Epidemiologists and biostatisticians have paid close attention to the virus' hold on Florida because of the high volume of travel in, out and across the state, Wolfson said.
About 1.5 million out-of-state visitors came to Florida over Memorial Day weekend, Wolfson said, and Florida’s unusually warm winter has continued to draw crowds to the beaches.
That could be why this latest national surge no longer seems so confined to specific states or regions as the summer’s surge was. This time, the nation is facing the wave together.
After eight months of observation, researchers have made a grim prediction for Florida, Wolfson said: By the second week of January, the Tampa Bay region will be reporting upwards of 15,000 coronavirus cases every day. That compares with 1,373 reported in the region Sunday.
In Hillsborough County alone, where the daily caseload has grown about 40 percent during the past two weeks, Wolfson and his team expect the number will swell to 5,000 people.
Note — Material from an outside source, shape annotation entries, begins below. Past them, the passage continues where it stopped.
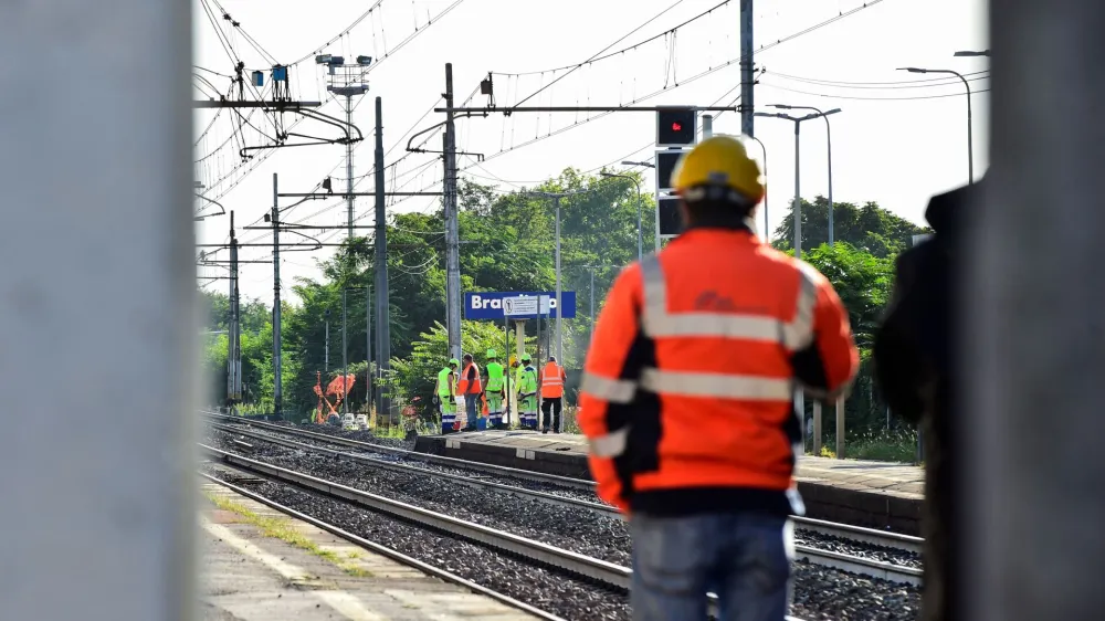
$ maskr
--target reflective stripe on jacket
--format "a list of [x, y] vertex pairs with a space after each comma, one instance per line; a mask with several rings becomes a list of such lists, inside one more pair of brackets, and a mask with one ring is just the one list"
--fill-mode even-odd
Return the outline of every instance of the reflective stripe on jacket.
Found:
[[537, 394], [537, 369], [525, 367], [518, 378], [519, 394]]
[[498, 362], [487, 362], [487, 390], [498, 392], [505, 385], [503, 377], [503, 365]]
[[564, 368], [556, 362], [549, 362], [541, 369], [541, 397], [555, 399], [564, 397]]
[[649, 514], [800, 512], [794, 382], [833, 398], [857, 366], [815, 270], [748, 231], [687, 231], [622, 272], [596, 325], [578, 415], [600, 496]]
[[452, 379], [453, 370], [449, 367], [438, 371], [438, 397], [451, 397], [453, 393], [449, 390], [450, 380]]
[[[469, 379], [469, 376], [472, 376], [473, 379]], [[480, 365], [472, 362], [467, 367], [464, 367], [461, 380], [456, 382], [456, 393], [480, 394], [481, 392], [483, 392], [483, 379], [480, 377]]]

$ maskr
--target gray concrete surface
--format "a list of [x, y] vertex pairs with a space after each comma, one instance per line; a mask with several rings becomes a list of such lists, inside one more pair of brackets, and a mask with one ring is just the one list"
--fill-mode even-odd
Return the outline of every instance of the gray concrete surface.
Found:
[[[199, 606], [203, 621], [532, 619], [288, 519], [225, 487], [204, 484], [203, 496]], [[232, 505], [220, 508], [212, 497]], [[260, 520], [243, 516], [243, 508]], [[314, 549], [270, 536], [273, 533], [297, 534]]]

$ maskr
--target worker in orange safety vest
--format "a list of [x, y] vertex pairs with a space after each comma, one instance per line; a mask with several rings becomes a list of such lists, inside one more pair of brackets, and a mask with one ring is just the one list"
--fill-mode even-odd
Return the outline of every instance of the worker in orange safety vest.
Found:
[[456, 393], [464, 396], [464, 411], [467, 421], [461, 431], [475, 431], [476, 417], [480, 412], [480, 398], [483, 397], [483, 380], [480, 376], [480, 365], [472, 359], [471, 354], [464, 355], [464, 371], [456, 383]]
[[627, 267], [587, 355], [580, 428], [599, 495], [631, 514], [634, 621], [783, 621], [801, 419], [859, 366], [848, 312], [813, 267], [753, 231], [759, 165], [707, 138], [673, 172], [684, 232]]
[[[538, 383], [541, 387], [541, 433], [560, 433], [560, 411], [564, 408], [564, 382], [567, 376], [564, 367], [557, 364], [556, 356], [549, 356], [549, 361], [541, 369]], [[552, 427], [549, 427], [549, 411], [552, 412]]]

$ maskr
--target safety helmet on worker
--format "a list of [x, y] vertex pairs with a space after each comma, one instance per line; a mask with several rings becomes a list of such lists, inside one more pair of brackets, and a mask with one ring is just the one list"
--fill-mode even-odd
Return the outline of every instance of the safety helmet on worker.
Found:
[[672, 181], [687, 202], [715, 198], [744, 204], [764, 200], [767, 183], [744, 143], [724, 135], [706, 138], [681, 157]]

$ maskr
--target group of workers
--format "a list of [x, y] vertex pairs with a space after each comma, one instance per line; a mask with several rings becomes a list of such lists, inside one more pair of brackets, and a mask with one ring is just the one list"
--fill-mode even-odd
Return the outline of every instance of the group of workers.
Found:
[[[538, 402], [544, 412], [541, 431], [560, 433], [560, 414], [564, 409], [564, 383], [567, 373], [556, 359], [549, 356], [548, 362], [539, 371], [534, 367], [533, 358], [523, 354], [519, 360], [512, 361], [513, 381], [507, 379], [506, 369], [498, 361], [498, 352], [488, 349], [486, 375], [481, 372], [480, 365], [471, 354], [464, 355], [464, 368], [460, 372], [461, 361], [456, 358], [438, 372], [434, 394], [441, 412], [441, 432], [476, 431], [481, 413], [486, 414], [487, 429], [509, 429], [504, 422], [504, 414], [509, 419], [509, 390], [513, 389], [518, 403], [518, 422], [522, 429], [537, 429]], [[464, 403], [463, 425], [457, 420], [457, 404]], [[481, 408], [481, 403], [485, 408]], [[552, 414], [550, 417], [550, 414]], [[551, 420], [550, 420], [551, 418]]]
[[[701, 141], [672, 178], [684, 232], [615, 280], [587, 355], [578, 422], [598, 494], [627, 514], [635, 621], [707, 619], [707, 592], [722, 621], [783, 621], [789, 517], [804, 514], [793, 477], [802, 448], [794, 392], [846, 397], [859, 351], [829, 281], [755, 233], [766, 181], [741, 139]], [[475, 429], [480, 396], [494, 393], [488, 407], [501, 411], [502, 367], [487, 354], [486, 390], [471, 356], [455, 388], [457, 360], [439, 373], [443, 431], [459, 394], [466, 430]], [[536, 429], [540, 391], [544, 430], [555, 408], [556, 431], [564, 375], [555, 359], [538, 376], [524, 356], [515, 385], [522, 425]], [[903, 392], [911, 390], [924, 392]], [[934, 558], [946, 561], [933, 550], [926, 571]], [[944, 591], [926, 585], [926, 621], [950, 618]]]

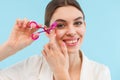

Wolfson established the Florida Health Information Center through USF Health and has been working with researchers from the University of Washington and Johns Hopkins University.
The daily infection rates and hospitalizations in Florida will likely be higher and last longer than at any time since the start of the pandemic, Wolfson said. The good news, though, is that death rates should be lower than Florida’s summer surge because doctors know more about how the virus works.
“The next three months or so are going to be extremely challenging," he said, "but we can get over this thing if we put politics aside and do the things we know work: wash your hands, wear your mask, stay away from groups of people even if its your family.
"It’s a pain in the butt, especially over the holidays, but that’s the only way we’re going to survive this thing. We have to do it together.”